The National Labor Relations Act permits states to regulate their labor relationships with public employees. Many states authorize public-sector unions to negotiate “agency-type shop” agreements that entitle a union to levy fees on employees who are non-union members but whom the union represents in collective bargaining. Such fees are often called “fair share” dues.

For many years, the Supreme Court has held that the First Amendment prohibits public sector unions from using objecting non-members’ fees for “ideological purposes not germane to the union’s collective bargaining duties.” The Court has created a series of procedural requirements that a union must follow if it intends to make fair share assessments.

It was against this backdrop that the Supreme Court considered a statute in the State of Washington that requires a union to obtain the affirmative consent of non-members before using their fees for political purposes. The case arose when the Washington Education Association challenged the “prior consent” portion of the statute on the grounds that it restricted the Association’s free speech rights. When the Washington Supreme Court agreed with the Association that the statute was unconstitutional, the matter was appealed to the United States Supreme Court.

The Court upheld the constitutionality of the Washington statute forbidding the use of fair share fees for political purposes without prior consent. The Court commented that “it is undeniably unusual for a government agency to give a private entity the power, in essence, to tax government employees. As applied to agency shop agreements with public sector unions like the Association, the Washington statute is simply a condition on the union’s exercise of this extraordinary power, prohibiting expenditure of a non-member’s agency fees for election-related purposes unless the non-member affirmatively consents. The notion that this modest limitation upon an extraordinary benefit violates the First Amendment is, to say the least, counterintuitive.”

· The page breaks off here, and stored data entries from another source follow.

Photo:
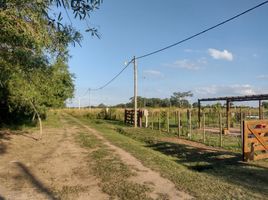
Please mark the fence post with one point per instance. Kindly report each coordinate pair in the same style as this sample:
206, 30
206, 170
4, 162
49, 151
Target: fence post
220, 121
152, 121
189, 123
168, 121
179, 123
204, 126
159, 125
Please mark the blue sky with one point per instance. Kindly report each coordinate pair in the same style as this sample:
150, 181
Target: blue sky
228, 61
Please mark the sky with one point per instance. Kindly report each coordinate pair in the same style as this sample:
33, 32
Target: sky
228, 61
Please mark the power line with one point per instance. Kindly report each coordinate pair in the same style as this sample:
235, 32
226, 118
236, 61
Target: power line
110, 81
177, 43
202, 32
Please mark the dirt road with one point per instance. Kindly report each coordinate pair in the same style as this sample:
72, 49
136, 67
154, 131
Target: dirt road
57, 167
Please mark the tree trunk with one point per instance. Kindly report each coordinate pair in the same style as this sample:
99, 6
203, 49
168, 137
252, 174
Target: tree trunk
39, 120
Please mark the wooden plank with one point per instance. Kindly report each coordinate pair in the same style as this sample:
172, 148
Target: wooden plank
254, 122
254, 140
259, 138
261, 156
259, 147
245, 140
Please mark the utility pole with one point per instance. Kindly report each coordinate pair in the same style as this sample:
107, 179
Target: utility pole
89, 103
135, 91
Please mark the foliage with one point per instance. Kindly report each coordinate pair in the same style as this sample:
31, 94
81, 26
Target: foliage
178, 99
34, 54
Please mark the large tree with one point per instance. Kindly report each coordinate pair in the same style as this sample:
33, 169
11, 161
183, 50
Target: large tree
34, 53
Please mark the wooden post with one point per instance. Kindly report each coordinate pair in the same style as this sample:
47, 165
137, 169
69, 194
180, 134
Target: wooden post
228, 115
135, 91
220, 124
152, 121
204, 126
168, 121
199, 113
241, 122
245, 141
179, 123
260, 110
159, 124
189, 124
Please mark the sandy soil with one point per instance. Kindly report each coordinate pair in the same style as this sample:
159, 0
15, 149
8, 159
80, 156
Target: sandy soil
53, 168
57, 167
144, 175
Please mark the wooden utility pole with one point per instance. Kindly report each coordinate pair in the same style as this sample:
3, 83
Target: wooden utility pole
179, 123
89, 103
220, 127
135, 91
228, 115
260, 110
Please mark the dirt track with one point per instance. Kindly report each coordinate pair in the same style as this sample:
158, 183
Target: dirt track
57, 167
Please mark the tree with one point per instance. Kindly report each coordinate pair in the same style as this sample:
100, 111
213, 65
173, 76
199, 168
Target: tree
265, 104
179, 99
34, 54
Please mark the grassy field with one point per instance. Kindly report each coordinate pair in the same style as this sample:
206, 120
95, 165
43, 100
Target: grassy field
204, 174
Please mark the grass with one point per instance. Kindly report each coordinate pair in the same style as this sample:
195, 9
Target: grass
112, 172
205, 175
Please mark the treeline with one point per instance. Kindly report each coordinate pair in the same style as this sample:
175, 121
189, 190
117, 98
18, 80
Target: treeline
34, 73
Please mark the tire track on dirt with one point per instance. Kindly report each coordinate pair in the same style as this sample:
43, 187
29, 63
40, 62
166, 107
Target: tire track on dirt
144, 175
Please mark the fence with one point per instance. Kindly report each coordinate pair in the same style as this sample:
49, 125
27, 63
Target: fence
129, 117
255, 140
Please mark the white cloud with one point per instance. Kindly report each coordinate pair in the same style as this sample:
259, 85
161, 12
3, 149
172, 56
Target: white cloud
263, 76
188, 64
152, 73
226, 90
217, 54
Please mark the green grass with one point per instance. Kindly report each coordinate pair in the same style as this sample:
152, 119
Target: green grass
205, 175
112, 172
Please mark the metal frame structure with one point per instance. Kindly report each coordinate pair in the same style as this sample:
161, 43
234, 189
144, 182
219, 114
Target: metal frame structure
233, 99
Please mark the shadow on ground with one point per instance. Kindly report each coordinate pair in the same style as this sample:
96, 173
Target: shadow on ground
4, 135
225, 165
34, 181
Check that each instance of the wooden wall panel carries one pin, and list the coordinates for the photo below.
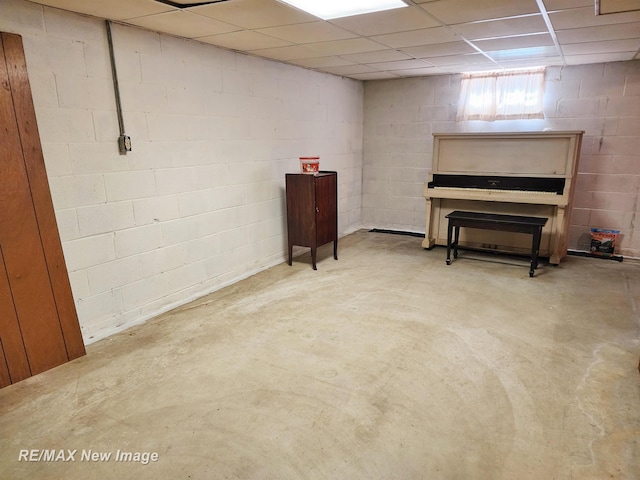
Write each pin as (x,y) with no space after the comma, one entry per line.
(15,356)
(36,172)
(34,283)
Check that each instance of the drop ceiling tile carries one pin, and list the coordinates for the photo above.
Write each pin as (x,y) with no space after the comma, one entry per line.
(599,33)
(391,21)
(552,5)
(601,47)
(322,62)
(520,41)
(374,76)
(244,40)
(400,65)
(254,14)
(598,58)
(614,6)
(344,47)
(502,28)
(285,54)
(427,36)
(113,9)
(308,32)
(350,69)
(439,50)
(417,72)
(471,68)
(523,53)
(388,55)
(183,24)
(546,61)
(586,17)
(469,59)
(453,12)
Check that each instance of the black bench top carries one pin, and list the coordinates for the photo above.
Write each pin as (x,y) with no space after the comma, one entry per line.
(497,218)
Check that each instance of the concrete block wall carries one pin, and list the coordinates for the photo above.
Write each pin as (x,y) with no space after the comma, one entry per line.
(603,100)
(199,201)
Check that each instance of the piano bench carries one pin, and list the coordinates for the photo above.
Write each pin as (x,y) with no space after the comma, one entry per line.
(493,221)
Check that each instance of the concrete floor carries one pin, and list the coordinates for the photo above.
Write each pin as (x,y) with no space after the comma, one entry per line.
(385,364)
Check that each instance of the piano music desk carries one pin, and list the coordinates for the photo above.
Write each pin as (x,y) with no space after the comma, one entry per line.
(493,221)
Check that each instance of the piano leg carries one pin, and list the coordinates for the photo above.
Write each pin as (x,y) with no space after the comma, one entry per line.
(535,250)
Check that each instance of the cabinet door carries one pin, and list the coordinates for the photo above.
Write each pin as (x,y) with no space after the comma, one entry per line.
(326,208)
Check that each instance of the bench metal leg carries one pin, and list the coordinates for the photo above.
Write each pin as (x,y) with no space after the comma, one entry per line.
(449,235)
(455,241)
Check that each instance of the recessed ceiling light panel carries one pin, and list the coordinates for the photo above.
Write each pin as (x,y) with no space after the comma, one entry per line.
(328,9)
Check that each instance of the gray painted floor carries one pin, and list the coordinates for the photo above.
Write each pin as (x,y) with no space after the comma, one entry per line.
(385,364)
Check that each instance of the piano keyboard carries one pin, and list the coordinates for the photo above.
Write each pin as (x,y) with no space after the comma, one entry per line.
(497,190)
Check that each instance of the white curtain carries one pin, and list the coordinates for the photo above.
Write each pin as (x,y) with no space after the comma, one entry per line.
(506,95)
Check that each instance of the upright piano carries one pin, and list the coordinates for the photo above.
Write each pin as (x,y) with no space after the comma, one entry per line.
(516,173)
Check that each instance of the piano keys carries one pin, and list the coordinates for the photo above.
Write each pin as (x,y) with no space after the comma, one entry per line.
(514,173)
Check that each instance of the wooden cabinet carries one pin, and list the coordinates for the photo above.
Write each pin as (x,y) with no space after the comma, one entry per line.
(312,211)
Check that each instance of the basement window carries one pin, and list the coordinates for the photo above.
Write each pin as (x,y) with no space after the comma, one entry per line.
(504,95)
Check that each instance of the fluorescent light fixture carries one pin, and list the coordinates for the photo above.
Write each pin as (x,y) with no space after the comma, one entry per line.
(328,9)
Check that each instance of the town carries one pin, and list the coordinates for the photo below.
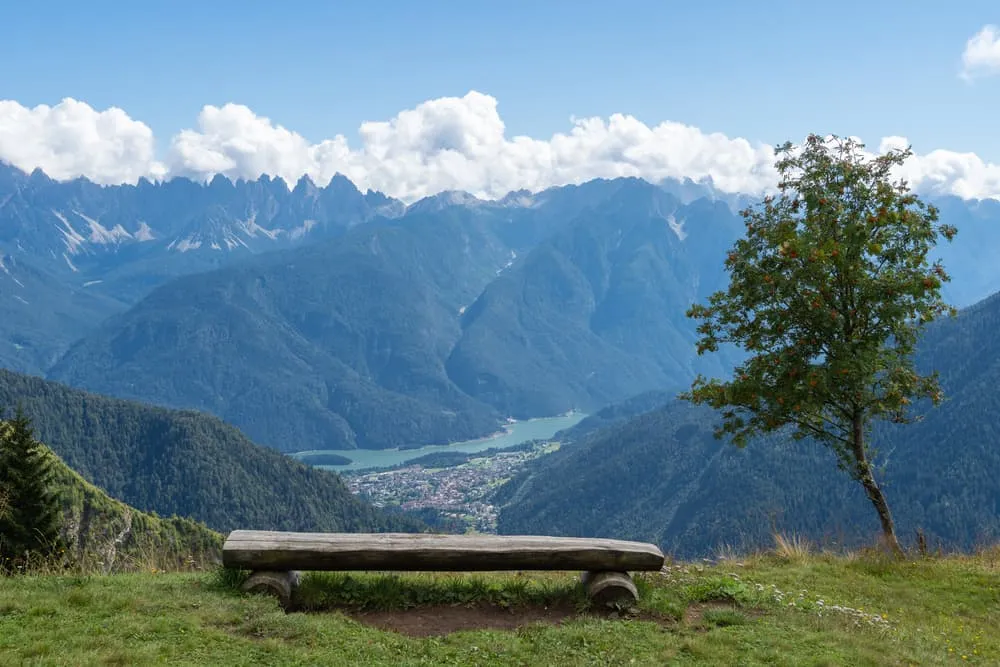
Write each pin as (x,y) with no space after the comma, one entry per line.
(457,493)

The Washington Supreme Court had held that the statute was unconstitutional because prior decisions from the United States Supreme Court had placed upon a fair share member the burden of objecting to the amount of a fair share assessment before the union could be barred from spending fees. The Supreme Court disagreed, holding that “this interpretation of our agency fee cases extends well beyond their proper ambit. Those cases were not balancing constitutional rights in the manner the Association suggests, for the simple reason that unions have no constitutional entitlement to the fees of non-member employees. We have never suggested that the First Amendment is implicated whenever governments place limitations on a union’s entitlement to agency fees above and beyond setting a minimum set of procedures which a public sector union must meet.”

Davenport v. Washington Education Association, 2007 WL 1703022 (2007).